How Does Internet Breakout Work?

Internet breakout in IoT is the moment when data from IoT devices leaves their private network and enters the public internet. It's like a gateway that allows IoT devices to connect with cloud services, communicate, and access online resources. This enables seamless sharing of information and unleashes the full potential of IoT on a global scale. 

How Internet Breakout Works 

  • Stage 1: Data is generated by IoT devices through Wi-Fi, Bluetooth, or cellular connectivity within a private network. 

  • Stage 2: The data reaches the internet gateway, which can be a Wi-Fi router, an IoT gateway, or a cellular operator's network. 

  • Stage 3: In cellular networks, the data leaves the operator's network at the internet breakout point, where it undergoes encapsulation, encryption, and routing to enter the public internet. 

  • Stage 4: For Wi-Fi and Bluetooth networks, the internet breakout happens directly at the device location. 

  • Stage 5: The data travels through the global internet infrastructure, utilizing ISPs and data centers. 

  • Stage 6: Cloud-based platforms hosted in data centers worldwide receive, process, and analyze the IoT data, providing real-time insights and storage. 

  • Stage 7: To ensure security, data encryption and authentication mechanisms are employed during data transmission. 

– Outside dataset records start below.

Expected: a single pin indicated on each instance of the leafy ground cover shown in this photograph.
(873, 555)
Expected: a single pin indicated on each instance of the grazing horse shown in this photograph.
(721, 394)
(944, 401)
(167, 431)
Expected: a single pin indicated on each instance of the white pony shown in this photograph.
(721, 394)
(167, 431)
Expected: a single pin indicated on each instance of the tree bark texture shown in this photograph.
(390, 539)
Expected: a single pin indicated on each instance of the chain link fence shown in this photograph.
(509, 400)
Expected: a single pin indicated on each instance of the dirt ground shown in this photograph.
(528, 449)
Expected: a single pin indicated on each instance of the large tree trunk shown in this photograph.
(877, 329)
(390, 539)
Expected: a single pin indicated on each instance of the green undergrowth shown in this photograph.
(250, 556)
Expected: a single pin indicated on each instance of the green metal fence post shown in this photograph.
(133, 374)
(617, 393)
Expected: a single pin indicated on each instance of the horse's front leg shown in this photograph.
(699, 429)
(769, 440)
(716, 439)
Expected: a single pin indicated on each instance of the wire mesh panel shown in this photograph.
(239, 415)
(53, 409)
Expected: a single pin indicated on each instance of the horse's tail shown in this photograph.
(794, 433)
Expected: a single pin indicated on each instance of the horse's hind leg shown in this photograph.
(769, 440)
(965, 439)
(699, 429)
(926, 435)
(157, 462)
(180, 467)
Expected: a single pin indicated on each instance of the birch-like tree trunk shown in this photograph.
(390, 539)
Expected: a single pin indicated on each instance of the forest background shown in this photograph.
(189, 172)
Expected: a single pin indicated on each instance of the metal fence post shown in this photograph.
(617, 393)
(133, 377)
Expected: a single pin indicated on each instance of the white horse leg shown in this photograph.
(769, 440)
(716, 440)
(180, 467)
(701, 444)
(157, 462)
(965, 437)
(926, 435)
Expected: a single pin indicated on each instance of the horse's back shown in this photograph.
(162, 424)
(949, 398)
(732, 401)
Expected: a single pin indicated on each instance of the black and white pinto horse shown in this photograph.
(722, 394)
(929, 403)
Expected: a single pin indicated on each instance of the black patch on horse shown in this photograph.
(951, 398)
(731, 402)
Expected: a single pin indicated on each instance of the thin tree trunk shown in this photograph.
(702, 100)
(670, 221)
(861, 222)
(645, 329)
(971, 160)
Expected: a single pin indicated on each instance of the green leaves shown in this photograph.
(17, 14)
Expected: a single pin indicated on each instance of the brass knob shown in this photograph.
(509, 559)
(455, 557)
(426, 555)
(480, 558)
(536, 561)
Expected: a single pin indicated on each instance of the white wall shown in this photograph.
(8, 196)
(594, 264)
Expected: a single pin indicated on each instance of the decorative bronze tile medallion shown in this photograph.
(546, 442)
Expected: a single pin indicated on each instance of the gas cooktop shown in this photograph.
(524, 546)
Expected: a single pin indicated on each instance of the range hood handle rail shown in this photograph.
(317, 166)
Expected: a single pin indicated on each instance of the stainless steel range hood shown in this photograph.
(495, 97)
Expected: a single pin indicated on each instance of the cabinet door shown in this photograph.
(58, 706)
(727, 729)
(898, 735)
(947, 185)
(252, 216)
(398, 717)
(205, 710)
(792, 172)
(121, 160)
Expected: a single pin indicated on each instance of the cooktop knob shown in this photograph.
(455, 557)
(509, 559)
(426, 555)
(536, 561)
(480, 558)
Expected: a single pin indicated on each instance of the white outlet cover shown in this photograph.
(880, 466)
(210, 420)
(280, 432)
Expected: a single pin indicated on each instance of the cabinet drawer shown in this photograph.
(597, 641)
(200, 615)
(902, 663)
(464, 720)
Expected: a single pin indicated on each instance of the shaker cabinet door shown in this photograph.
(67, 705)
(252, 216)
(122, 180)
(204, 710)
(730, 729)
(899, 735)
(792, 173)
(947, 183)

  • Stage 8: Edge computing may be utilized for data processing closer to IoT devices, reducing latency and optimizing bandwidth usage. 

Internet Breakout Models: Centralized vs Decentralized 

  • Centralized Internet Breakout Model: The centralized internet breakout model involves channeling all data generated by IoT devices through a single central point before accessing the public internet. This central point, often a data center or network operator's gateway, provides streamlined management and security control. However, it may lead to potential bottlenecks, increased latency, and scalability challenges, especially for IoT deployments spread across multiple regions. 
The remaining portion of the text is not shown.